Trans activists and gender theorists began using the term to correct a troubling lack in the English language: there was no word for somebody that wasn't trans. People are either trans or...something. Not-trans. And makes trans people the exception, rather than simply another form of human diversity. It makes it impossible to talk about people who aren't trans without talking about people who are trans. And all too often, when one group is marked linguistically that way, it become easy to think of people who aren't marked that was a "normal," alienating and even contributing to the oppression or persecution of the marked group.

All of this seems uncontroversial enough: cis serves the same function that "sighted," "hearing," or "able-bodied" serve in discussions of disabled people, or even "straight" versus "gay" does in discussions of sexual orientation. As progressives have striven towards greater and greater inclusion of marginalized groups (including attempting to de-center discussion from privileged groups), it would seem natural that cis would enter the parlance, perhaps as rapidly as "transgendered" has entered the popular imagination (and popular culture.)

And in progressive spaces, this seems to be happening: feminist blogs such as Shakesville, Feminisiting, and Feministe have many examples of cisgendered people using cis to refer to themselves. The problems seem to be happening more often between allies within the LGBT community.

It must be said that some of this resistance stems from the way the term is often used by trans activists. Cis often comes up in discussions of privilege, specifically how feminists or LGB allies are exercising privilege over trans people. Emotions can run high on both sides, and both sides get defensive. It hardly helps trans people to say that cis simply means "not-trans" when it is often coupled with "bigot."

But that in itself should not be enough to suppress the term, or only use it in "approved" spaces, as helen boyd seems to be saying:

"So, yeah. I love it as theory, in classrooms. I teach cisgender & cissexual privilege. But as a cissexual person, I don’t want to be called cis, or cisgender. It’s not my identity. I have lots of genders, but I’m not trans."

Now, I have two issues with this: first, the act of opting out of "cis" when trans people hardly have the option to opt out of "trans" is indeed an exercise in privilege. Even more important, however, is the misperception that cis is an identity, when instead like trans it is merely a descriptive term.

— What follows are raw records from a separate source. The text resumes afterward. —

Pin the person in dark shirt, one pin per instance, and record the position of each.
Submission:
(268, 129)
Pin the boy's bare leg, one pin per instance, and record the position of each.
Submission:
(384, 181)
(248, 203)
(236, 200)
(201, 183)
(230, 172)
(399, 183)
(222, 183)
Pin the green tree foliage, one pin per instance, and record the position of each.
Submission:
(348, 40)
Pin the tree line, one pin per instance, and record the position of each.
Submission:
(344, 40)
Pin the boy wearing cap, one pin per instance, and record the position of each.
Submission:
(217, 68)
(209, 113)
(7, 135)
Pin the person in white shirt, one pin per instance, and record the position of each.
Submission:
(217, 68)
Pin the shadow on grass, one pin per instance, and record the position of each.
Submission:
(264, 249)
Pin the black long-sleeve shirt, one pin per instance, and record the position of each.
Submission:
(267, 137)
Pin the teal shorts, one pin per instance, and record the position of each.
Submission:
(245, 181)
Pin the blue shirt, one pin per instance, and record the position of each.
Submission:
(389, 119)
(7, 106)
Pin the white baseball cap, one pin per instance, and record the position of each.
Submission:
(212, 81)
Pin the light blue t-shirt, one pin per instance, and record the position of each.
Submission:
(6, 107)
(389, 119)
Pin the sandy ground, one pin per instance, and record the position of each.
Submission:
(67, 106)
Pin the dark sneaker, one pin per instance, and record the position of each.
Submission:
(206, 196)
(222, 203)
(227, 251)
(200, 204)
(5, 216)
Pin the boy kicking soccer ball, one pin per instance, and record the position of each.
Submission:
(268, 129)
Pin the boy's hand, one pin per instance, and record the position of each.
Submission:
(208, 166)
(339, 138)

It may seem startling to claim that transgender isn't an identity: after all, isn't that what people say? "I identify as trans." (I say that, for example.) But trans has the characteristics of an identity for the same reasons that being black, or Jewish, or disabled do: because of the oppression, because of the way that it is marked as abnormal, Other. Being called trans tells you nothing about how a person feels about themselves, exactly what their gender is, about how they express it: it only tells you that they have enough variance from their assigned gender that at least some of the time they want to appear to be a different gender.

There is no need to accept a "cisgendered identity," because it isn't one. It doesn't even indicate that there isn't any variance in the person's gender: all it says is that they don't go so far as to identify (even temporarily) as a different gender than they were assigned. So an effeminate gay man can be cisgendered because he always identifies as a man (and indeed, nothing proves this more than the fact that when he stops doing that, we call him something else.)

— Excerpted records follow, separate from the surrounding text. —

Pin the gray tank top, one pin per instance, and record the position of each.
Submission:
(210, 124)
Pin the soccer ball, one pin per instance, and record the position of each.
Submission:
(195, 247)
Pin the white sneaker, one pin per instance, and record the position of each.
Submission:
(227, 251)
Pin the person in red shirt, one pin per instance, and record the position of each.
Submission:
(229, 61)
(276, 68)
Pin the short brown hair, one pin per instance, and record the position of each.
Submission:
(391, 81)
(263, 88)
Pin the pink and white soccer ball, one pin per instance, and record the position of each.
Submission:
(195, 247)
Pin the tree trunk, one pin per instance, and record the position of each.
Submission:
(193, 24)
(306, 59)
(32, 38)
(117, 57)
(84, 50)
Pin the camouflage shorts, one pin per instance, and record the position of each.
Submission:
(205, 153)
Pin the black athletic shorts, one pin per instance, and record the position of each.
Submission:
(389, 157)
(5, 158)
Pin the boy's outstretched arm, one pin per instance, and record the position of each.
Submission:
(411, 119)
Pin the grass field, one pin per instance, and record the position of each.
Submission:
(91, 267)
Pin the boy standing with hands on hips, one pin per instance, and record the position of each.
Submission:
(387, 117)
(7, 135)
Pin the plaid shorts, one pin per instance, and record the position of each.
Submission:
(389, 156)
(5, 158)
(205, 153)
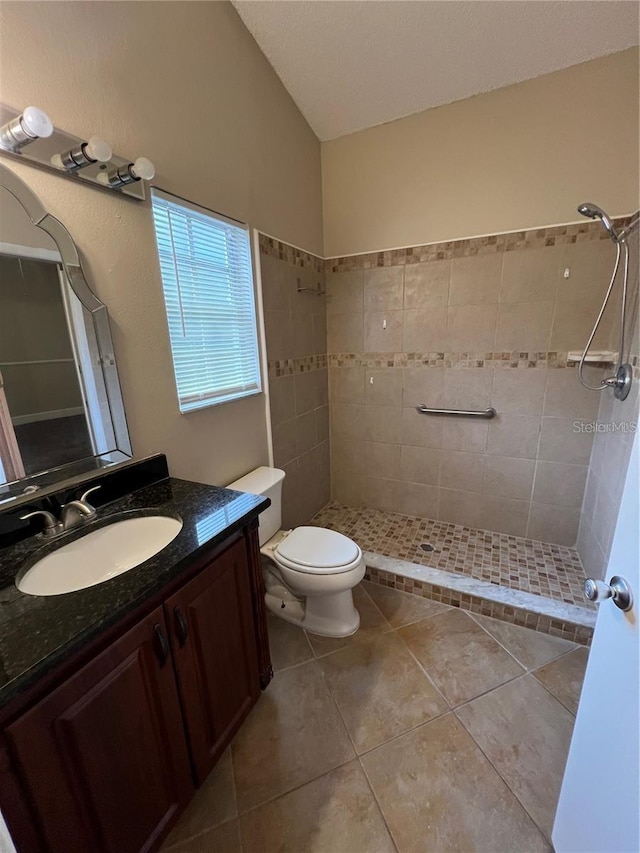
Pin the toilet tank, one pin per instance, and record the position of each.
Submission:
(268, 483)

If trans people have a responsibility to be more judicious in their use of the term, cis people have a responsibility to not conflate cis with an insult as well. Especially given that they are the privileged group in the argument. If we were to buy the argument that the word must be suppressed or limited to academic settings, then today nobody outside a gender studies class would ever have heard of the term male privilege. We deserve our right to talk about cisgendered privilege, and cisgendered people, without forever being reduced to the role of outsider.